The changes to superannuation taxation were announced in the budget but immediately became controversial with Malcolm Turnbull and Scott Morrison’s internal opponents, particularly on the issue of a $500,000 cap on concessionally taxed additional contributions, which was backdated to 2007. Labor, which had put forward its own superannuation savings measures in 2015, opposed the retrospectivity of the cap.
During the election campaign, Turnbull was adamant that there would be no changes despite backbench criticism, saying in early June, “as I’ve made it clear, there will be no changes to the policy. It’s set out in the budget and that is the government’s policy” and demanding internal critics “get real” about how high-income earners were abusing the retirement incomes taxation system. The government also denied the backdating amounted to retrospectivity.
With his authority badly damaged by the narrow election win, Turnbull had to back down, with Treasurer Scott Morrison negotiating with the right-wing of his party to address the retrospectivity, but demanded offsetting savings. The negotiations became a flashpoint in Tony Abbott’s campaign to undermine his successor when Abbott confronted Morrison at a private meeting reported by The Australian.
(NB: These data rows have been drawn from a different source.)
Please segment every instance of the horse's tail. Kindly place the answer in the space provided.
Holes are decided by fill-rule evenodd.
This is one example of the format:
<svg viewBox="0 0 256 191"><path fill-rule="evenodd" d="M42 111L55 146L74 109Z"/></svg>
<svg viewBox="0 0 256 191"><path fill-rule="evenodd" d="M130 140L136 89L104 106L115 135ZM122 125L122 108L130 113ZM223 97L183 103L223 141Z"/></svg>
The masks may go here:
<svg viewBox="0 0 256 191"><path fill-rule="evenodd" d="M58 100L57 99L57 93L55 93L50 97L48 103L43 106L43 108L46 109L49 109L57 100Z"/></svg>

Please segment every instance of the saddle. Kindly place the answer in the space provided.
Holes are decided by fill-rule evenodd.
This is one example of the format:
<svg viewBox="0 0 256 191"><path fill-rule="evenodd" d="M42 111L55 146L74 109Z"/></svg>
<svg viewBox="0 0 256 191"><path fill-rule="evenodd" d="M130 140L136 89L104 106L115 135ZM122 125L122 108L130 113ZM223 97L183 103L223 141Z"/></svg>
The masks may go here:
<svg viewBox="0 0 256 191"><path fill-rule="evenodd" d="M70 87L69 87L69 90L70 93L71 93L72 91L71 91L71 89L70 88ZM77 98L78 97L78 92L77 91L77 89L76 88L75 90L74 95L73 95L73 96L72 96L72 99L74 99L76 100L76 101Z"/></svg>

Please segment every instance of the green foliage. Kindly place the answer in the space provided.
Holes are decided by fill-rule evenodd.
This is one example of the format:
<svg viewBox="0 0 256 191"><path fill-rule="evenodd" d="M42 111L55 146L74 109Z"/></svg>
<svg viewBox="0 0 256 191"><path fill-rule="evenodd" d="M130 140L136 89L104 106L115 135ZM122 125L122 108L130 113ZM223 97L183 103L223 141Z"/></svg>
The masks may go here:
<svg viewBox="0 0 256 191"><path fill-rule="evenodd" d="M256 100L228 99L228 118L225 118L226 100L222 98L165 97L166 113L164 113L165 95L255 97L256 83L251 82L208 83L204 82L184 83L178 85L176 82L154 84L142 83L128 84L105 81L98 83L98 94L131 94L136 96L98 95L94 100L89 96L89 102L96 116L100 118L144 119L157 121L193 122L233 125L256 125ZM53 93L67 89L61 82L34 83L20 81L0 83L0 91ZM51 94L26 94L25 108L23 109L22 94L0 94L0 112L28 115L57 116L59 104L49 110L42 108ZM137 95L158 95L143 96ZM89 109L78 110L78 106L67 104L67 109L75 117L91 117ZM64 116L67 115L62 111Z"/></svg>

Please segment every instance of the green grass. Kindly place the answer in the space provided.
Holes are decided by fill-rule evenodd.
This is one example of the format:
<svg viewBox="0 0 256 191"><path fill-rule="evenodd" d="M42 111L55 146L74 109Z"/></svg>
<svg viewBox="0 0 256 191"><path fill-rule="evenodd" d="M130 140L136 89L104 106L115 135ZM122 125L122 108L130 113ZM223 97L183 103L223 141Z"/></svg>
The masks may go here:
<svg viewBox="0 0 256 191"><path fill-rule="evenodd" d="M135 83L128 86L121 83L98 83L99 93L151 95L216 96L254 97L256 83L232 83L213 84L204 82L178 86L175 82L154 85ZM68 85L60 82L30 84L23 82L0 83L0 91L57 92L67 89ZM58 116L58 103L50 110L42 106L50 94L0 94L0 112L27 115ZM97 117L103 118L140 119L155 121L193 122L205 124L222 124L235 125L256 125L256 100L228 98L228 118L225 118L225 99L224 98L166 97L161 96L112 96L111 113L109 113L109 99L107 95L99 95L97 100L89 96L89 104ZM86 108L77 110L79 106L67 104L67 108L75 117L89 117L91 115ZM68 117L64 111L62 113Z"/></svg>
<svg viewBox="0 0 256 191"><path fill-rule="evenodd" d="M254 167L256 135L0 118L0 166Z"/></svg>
But today’s deal appears to have provided a win for both sides. The $500,000 cap has been abandoned and replaced with a new lifetime cap for both concessional and non-concessional contributions of $1.6 million (indexed), with a $100,000 annual limit — although there’s a bring-forward option of up to three years. To offset the half-billion lost in revenue from dumping the $500,000 cap, the government is also removing a proposed change that would have allowed people in the transition-to-retirement phase greater freedom to make additional contributions. It is also delaying changes that would give people with disrupted work patterns greater freedom to contribute — Labor had proposed to eliminate those changes altogether and been attacked by Morrison for the suggestion. According to the Treasurer, the whole package means the budget bottom line will be better off by $180 million over the Forward Estimates.
The government’s backdown is undoubtedly a win for the very rich, who have been exploiting Australia’s retirement incomes system for tax avoidance and estate planning purposes for many years. They will still have the capacity to enjoy concessional tax treatment that they would not have enjoyed under the original Budget proposal. The people paying for that via the offsetting measures include high income earners, but also Australians on middle incomes with disrupted work patterns, including parents who take time off for child-rearing. The package agreed is less fair than the one in the budget.
But, overall, this is an important step forward in getting our retirement incomes system back on track at a time when it is heading toward a cost of over $20 billion a year in lost revenue. It will also make that system less unfair by decreasing — though certainly not eliminating — the opportunities for high income earners to rort the system. In that context, regardless of how they got there, Turnbull and Morrison have developed good policy with benefits for the budget — especially over the longer term, as super tax concessions tends to be more and more costly over the long-run. It’s also important to remember Tony Abbott wouldn’t go near superannuation tax concessions even though his Treasurer, Joe Hockey, wanted to.
So, finally, the Turnbull government has delivered on its promise of genuine economic reform. It might have been ugly, it might involve a broken election promise and caving in to the Right, but that doesn’t detract from the quality of the outcome. Morrison and Turnbull deserve credit.